They Shall Not Grow Old
Synopsis
A documentary about World War I with never-before-seen footage to commemorate the centennial of Armistice Day, and the end of the war.
Production Budget Analysis
The production budget for They Shall Not Grow Old (2018) has not been publicly disclosed.
CAST: Thomas Adlam, William Argent, John Ashby, Attwood, Walter Aust, Donald Bain DIRECTOR: Peter Jackson PRODUCTION: Imperial War Museums, WingNut Films, 14-18 NOW, House Productions
Box Office Performance
They Shall Not Grow Old earned $17,956,913 domestically and $2,947,275 internationally, for a worldwide total of $20,904,188. The film skewed heavily domestic (86%), suggesting strong North American appeal.
Profitability Assessment
Insufficient publicly available data to assess profitability.
INDUSTRY IMPACT
PRODUCTION NOTES
▸ Production
14–18 NOW and the Imperial War Museum (IWM) co-commissioned the film, in association with the BBC, approaching Jackson about the project in 2015. According to Jackson, to make the film, he and his crew reviewed 600 hours of interviews from the BBC and IWM, and 100 hours of original film footage from the IWM. The interviews came from 200 veterans, with the audio from 120 of them being used in the film.
After reviewing the footage, Jackson decided the film would not feature traditional narration, and would instead only feature audio excerpts of the soldiers talking about their war memories, in order to make the film about the soldiers themselves. For the same reason, few dates or locations are identified in the finished film.

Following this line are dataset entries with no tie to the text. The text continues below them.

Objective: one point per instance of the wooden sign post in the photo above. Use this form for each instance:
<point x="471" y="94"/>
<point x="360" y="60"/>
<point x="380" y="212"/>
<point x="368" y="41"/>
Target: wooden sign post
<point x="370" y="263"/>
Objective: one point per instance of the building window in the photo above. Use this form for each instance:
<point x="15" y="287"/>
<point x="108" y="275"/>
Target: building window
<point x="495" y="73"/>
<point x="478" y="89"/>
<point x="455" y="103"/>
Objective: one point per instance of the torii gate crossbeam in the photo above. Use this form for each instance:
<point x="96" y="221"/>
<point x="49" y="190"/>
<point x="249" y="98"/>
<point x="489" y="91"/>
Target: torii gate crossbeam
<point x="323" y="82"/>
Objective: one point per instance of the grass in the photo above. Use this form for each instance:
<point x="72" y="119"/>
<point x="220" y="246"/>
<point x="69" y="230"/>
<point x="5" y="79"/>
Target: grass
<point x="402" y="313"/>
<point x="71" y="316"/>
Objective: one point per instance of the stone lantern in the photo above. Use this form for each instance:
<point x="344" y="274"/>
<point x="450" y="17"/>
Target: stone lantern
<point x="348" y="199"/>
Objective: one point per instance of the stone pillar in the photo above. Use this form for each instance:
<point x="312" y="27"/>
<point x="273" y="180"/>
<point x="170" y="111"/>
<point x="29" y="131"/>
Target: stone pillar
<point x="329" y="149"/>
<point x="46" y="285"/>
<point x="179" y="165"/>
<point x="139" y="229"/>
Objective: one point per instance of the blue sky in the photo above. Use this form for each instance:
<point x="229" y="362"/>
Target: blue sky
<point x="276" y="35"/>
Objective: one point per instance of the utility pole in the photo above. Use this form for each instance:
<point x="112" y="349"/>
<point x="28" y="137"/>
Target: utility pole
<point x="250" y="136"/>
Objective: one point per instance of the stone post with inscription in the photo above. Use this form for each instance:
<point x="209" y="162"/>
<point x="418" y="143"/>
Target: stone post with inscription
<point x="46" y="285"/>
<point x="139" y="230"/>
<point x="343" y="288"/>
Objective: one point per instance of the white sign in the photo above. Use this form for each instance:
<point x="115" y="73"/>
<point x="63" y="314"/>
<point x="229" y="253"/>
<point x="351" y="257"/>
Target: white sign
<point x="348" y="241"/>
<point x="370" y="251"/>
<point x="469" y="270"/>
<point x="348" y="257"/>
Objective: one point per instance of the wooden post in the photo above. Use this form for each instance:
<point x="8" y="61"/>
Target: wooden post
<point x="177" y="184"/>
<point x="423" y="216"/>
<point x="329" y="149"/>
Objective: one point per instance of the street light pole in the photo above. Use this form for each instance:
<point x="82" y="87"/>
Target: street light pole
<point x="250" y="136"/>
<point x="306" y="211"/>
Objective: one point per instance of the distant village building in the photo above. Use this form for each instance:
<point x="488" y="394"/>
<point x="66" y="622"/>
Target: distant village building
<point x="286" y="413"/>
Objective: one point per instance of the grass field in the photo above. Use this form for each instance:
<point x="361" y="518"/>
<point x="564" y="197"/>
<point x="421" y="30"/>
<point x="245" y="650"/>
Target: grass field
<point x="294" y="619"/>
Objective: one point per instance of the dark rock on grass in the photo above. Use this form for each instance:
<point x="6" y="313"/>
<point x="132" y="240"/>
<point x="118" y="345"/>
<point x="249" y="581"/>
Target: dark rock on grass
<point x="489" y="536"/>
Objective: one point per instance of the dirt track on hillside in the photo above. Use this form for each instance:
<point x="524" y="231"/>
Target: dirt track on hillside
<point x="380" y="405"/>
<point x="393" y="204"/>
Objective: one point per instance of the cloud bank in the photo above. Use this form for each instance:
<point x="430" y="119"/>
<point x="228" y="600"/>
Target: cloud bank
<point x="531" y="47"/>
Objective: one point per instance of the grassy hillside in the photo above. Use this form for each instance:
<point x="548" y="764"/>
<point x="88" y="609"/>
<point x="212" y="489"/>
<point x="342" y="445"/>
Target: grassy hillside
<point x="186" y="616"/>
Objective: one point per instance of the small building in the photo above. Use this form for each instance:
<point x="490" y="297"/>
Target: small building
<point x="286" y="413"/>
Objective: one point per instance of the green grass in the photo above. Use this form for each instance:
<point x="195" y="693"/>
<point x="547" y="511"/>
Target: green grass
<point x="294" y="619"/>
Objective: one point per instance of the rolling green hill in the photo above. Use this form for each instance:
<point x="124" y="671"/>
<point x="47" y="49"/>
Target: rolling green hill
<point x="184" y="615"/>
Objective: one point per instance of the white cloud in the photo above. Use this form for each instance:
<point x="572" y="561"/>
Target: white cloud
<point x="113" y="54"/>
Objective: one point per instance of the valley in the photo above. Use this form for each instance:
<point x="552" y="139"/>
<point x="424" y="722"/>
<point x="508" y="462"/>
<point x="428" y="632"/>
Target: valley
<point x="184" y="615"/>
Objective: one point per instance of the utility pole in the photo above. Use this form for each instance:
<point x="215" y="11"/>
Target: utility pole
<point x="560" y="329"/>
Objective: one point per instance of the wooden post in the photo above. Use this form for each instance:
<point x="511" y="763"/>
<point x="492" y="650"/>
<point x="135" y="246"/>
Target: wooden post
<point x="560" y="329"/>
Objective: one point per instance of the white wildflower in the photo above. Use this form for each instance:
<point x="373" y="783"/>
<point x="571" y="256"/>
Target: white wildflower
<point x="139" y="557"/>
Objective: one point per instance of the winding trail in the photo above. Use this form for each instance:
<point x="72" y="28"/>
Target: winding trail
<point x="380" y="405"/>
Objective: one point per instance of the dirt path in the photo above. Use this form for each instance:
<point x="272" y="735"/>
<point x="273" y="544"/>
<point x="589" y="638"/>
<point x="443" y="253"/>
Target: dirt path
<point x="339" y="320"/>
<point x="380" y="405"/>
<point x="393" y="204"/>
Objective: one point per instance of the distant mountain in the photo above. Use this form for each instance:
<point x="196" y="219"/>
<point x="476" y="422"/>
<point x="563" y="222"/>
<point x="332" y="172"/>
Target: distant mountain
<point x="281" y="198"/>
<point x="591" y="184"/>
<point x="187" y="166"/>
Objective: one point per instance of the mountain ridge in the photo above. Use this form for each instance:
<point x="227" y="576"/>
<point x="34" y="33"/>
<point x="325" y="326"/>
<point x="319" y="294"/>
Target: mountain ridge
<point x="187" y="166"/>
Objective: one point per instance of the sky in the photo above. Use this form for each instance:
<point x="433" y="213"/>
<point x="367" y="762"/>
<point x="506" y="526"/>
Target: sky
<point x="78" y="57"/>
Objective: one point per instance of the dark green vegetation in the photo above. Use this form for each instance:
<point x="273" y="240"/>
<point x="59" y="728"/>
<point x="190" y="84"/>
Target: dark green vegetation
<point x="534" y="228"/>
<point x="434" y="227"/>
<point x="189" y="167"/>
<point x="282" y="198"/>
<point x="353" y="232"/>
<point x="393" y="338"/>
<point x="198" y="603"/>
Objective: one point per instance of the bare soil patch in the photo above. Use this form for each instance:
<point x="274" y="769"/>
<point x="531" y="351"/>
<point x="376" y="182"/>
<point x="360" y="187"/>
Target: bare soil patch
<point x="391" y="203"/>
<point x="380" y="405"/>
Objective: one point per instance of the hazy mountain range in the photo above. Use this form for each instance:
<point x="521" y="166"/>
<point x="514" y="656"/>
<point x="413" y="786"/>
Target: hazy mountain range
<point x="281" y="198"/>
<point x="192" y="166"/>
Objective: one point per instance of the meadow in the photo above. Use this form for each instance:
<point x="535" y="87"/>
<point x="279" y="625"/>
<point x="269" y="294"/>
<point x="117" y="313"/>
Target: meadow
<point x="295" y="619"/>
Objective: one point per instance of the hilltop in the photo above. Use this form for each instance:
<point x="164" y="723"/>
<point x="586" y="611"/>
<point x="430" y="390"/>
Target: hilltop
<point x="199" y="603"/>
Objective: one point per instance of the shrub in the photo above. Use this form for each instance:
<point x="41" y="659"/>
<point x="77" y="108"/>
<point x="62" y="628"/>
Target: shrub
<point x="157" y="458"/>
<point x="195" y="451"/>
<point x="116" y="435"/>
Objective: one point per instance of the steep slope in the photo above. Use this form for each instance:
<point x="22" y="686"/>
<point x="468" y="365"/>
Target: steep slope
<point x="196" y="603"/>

Jackson did not receive any payment for the making of the film, and Jackson grew up hearing stories about William's experiences in the war from his father. According to Jackson, making the film gave him "a greater understanding of what my grandfather would have gone through".
▸ Music & Score
The film's music was composed by Plan 9, a New Zealand trio consisting of David Donaldson, Steve Roche, and Janet Roddick.
The closing credits of the film feature an extended rendition of "Mademoiselle from Armentières", a song that was particularly popular during WWI. Jackson did not decide to use the song until late in production, so there was only a short time to assemble the performers to record it. As he was in New Zealand, but did not want to have locals sing the song in British accents, a group of British men in service to the UK government were recruited from the British High Commission in New Zealand to perform the song.
AWARDS & RECOGNITION
Nominations: ○ IFFR audience award (48th International Film Festival Rotterdam)
Additional Recognition: The film was nominated for the BAFTA Award for Best Documentary at the 72nd British Academy Film Awards, but lost to Free Solo, which also won that years' Academy Award for Best Documentary Feature.
CRITICAL RECEPTION
On the review aggregator website Rotten Tomatoes, 99% of 157 critics' reviews of the film are positive, with an average score of 8.7/10; the site's "critics consensus" reads: "An impressive technical achievement with a walloping emotional impact, They Shall Not Grow Old pays brilliant cinematic tribute to the sacrifice of a generation." On Metacritic, the film has a weighted average score of 91 out of 100 based on reviews from 26 critics, indicating "universal acclaim", and it is labeled as a "Metacritic must-see".
In a five-star review for The Guardian, Peter Bradshaw called the film "a visually staggering thought experiment", and wrote: "The effect is electrifying. The soldiers are returned to an eerie, hyperreal kind of life in front of our eyes, like ghosts or figures summoned up in a seance. The faces are unforgettable. [...] The details are harrowing, as is the political incorrectness of what the soldiers recall: some express their candid enjoyment of the war, others their utter desensitisation to what they experienced."
Guy Lode of Variety called the film "a technical dazzler with a surprisingly humane streak", stating: "if They Shall Not Grow Old is head-spinning for its jolting animation of creakily shot battle scenes—tricked out with ingeniously integrated sound editing and seamlessly re-timed from 13 frames a second to 24—its greatest revelation isn't one of sound and fury. Rather, it's the film's faces that stick longest in the mind. Through the exhaustive transformation completed by Jackson's team, visages that were all but indistinguishably blurred in the archives take on shape, character and creases of worry, terror and occasional hilarity.